Un appel de détresse vers 23 heures samedi, puis le silence. Le MV Barima, ferry assurant la liaison entre Georgetown, capitale du Guyana, et Port Kaituma, dans le nord-ouest du pays, a chaviré à une dizaine de kilomètres de la côte atlantique. Al Jazeera rapporte que 116 passagers et 17 membres d'équipage se trouvaient à bord, soit 133 personnes.

Dimanche après-midi, les autorités avaient secouru 67 personnes : 41 hommes, 11 femmes, six garçons et neuf filles. Les 66 autres sont officiellement portées disparues, et non déclarées mortes. Le décompte a évolué toute la journée de dimanche au fil des remontées, et il est susceptible de bouger encore.

Un navire de 1939

L'âge du bateau est le premier élément qui interroge. Le MV Barima a été construit en 1939 : il avait donc près de quatre-vingt-dix ans de service au moment du naufrage. Selon les éléments rapportés par Al Jazeera, il avait fait l'objet d'un entretien en 2024, avec un passage en cale sèche prévu la même année.

Sur les causes, le ministre des Travaux publics Juan Edghill a évoqué une forte vague qui aurait couché le navire. L'hypothèse d'un choc avec un corps étranger fait aussi partie des pistes examinées. Rien n'est établi à ce stade.

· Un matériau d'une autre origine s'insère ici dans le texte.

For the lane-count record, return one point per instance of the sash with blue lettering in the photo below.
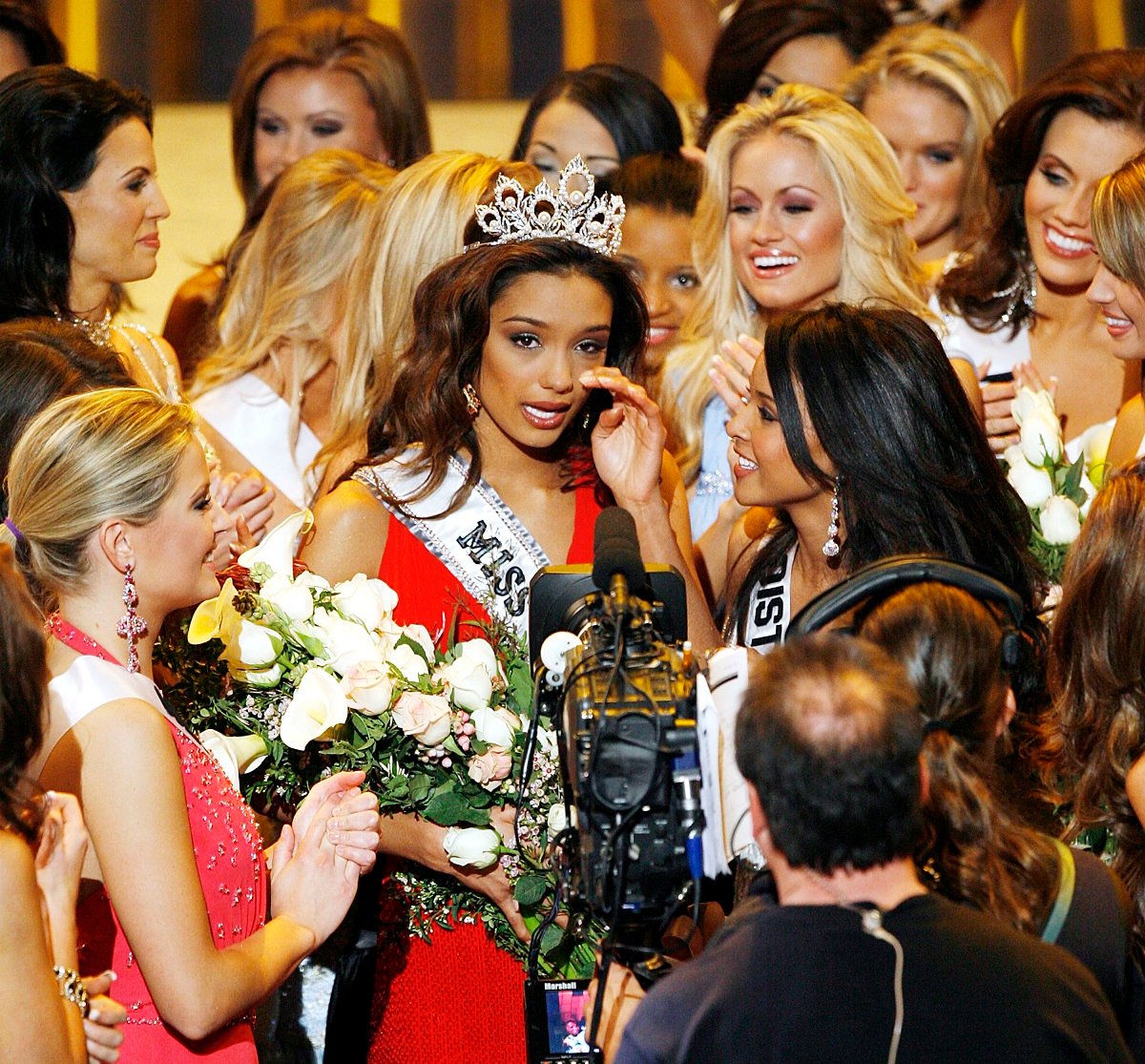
(482, 543)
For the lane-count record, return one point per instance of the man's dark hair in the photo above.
(829, 736)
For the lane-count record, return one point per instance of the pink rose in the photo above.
(489, 768)
(427, 717)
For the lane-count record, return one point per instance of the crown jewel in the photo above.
(565, 215)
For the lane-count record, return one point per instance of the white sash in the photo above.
(770, 610)
(482, 543)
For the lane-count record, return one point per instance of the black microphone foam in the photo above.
(615, 550)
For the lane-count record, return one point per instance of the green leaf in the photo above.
(531, 888)
(447, 808)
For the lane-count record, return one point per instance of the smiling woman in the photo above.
(1018, 298)
(531, 428)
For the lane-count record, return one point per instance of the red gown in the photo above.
(459, 999)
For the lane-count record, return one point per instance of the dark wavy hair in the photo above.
(760, 28)
(24, 671)
(31, 31)
(916, 473)
(659, 180)
(1108, 86)
(829, 736)
(43, 360)
(977, 850)
(1097, 677)
(635, 112)
(451, 315)
(52, 121)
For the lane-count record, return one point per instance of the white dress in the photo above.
(256, 421)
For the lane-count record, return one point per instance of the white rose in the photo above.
(427, 717)
(468, 681)
(556, 819)
(407, 662)
(1060, 520)
(1028, 401)
(367, 687)
(347, 642)
(276, 551)
(319, 704)
(1031, 484)
(235, 754)
(1041, 438)
(293, 598)
(370, 600)
(495, 727)
(472, 847)
(253, 647)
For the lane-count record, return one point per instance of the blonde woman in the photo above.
(934, 95)
(1119, 290)
(802, 205)
(112, 502)
(285, 390)
(422, 223)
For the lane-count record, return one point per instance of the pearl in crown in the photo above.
(565, 215)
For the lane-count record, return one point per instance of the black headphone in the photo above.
(880, 579)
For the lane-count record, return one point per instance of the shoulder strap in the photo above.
(1062, 904)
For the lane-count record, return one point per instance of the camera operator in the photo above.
(859, 961)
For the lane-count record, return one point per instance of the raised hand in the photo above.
(628, 444)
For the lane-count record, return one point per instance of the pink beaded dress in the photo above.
(228, 856)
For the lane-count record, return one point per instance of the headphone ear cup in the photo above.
(1013, 651)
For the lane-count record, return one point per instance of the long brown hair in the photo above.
(451, 313)
(1097, 675)
(950, 645)
(1108, 86)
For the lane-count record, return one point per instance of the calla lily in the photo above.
(253, 647)
(216, 618)
(235, 754)
(276, 551)
(319, 704)
(472, 847)
(293, 598)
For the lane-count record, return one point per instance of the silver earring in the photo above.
(831, 547)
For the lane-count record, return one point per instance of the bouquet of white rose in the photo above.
(287, 678)
(1056, 491)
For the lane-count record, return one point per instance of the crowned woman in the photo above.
(510, 424)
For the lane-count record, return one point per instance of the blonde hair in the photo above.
(421, 224)
(1117, 221)
(85, 459)
(959, 70)
(879, 261)
(291, 286)
(324, 39)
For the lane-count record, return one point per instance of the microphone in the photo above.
(615, 553)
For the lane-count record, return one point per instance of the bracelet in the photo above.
(73, 989)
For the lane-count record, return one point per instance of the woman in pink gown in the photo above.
(110, 502)
(510, 424)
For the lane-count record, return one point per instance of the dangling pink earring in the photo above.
(131, 625)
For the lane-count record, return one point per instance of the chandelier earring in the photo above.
(833, 545)
(131, 625)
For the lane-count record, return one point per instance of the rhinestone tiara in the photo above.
(565, 215)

Une liste de passagers qui ne correspond pas

C'est le point qui a fait basculer l'affaire du drame maritime vers l'enquête judiciaire. Parmi les rescapés, plusieurs ne figuraient tout simplement pas sur le manifeste du navire. Le ministre Edghill y voit le signe d'inexactitudes dans la liste des passagers.

La conséquence est directe et grave : si le registre n'est pas fiable, personne ne sait avec certitude combien de personnes se trouvaient réellement à bord. Le chiffre de 133 est celui du document officiel, pas nécessairement celui de la réalité. C'est aussi ce qui rend le bilan provisoire fragile dans les deux sens.

L'équipage contrôlé positif

Second élément accablant : selon Kaieteur News, des membres d'équipage secourus, dont le capitaine, ont été contrôlés positifs au cannabis. Plusieurs ont été placés en détention le temps des investigations.

Le Premier ministre Mark Phillips a annoncé une enquête portant sur l'exactitude du manifeste, le chargement de la cargaison et le respect des exigences de sécurité. Sa formule ne laisse guère de place au doute sur les intentions des autorités : là où la négligence, la faute ou l'infraction pénale seront établies, les responsables devront en répondre.

Des recherches élargies

Les opérations ont mobilisé les garde-côtes guyaniens, le ministère de la Défense et des navires privés opérant dans le secteur, nombreux depuis l'essor pétrolier du pays. Commencées de nuit, à la lumière des projecteurs, les recherches ont été progressivement étendues au fil de la journée de dimanche, avec l'intervention de plongeurs.

Pour un pays de moins d'un million d'habitants, où la liaison maritime constitue souvent le seul lien praticable entre la capitale et les régions du nord-ouest, la perte est considérable. Et l'enquête qui s'ouvre porte moins sur une vague que sur les conditions dans lesquelles un navire de 1939 transportait plus de cent trente personnes sans que l'on sache exactement qui.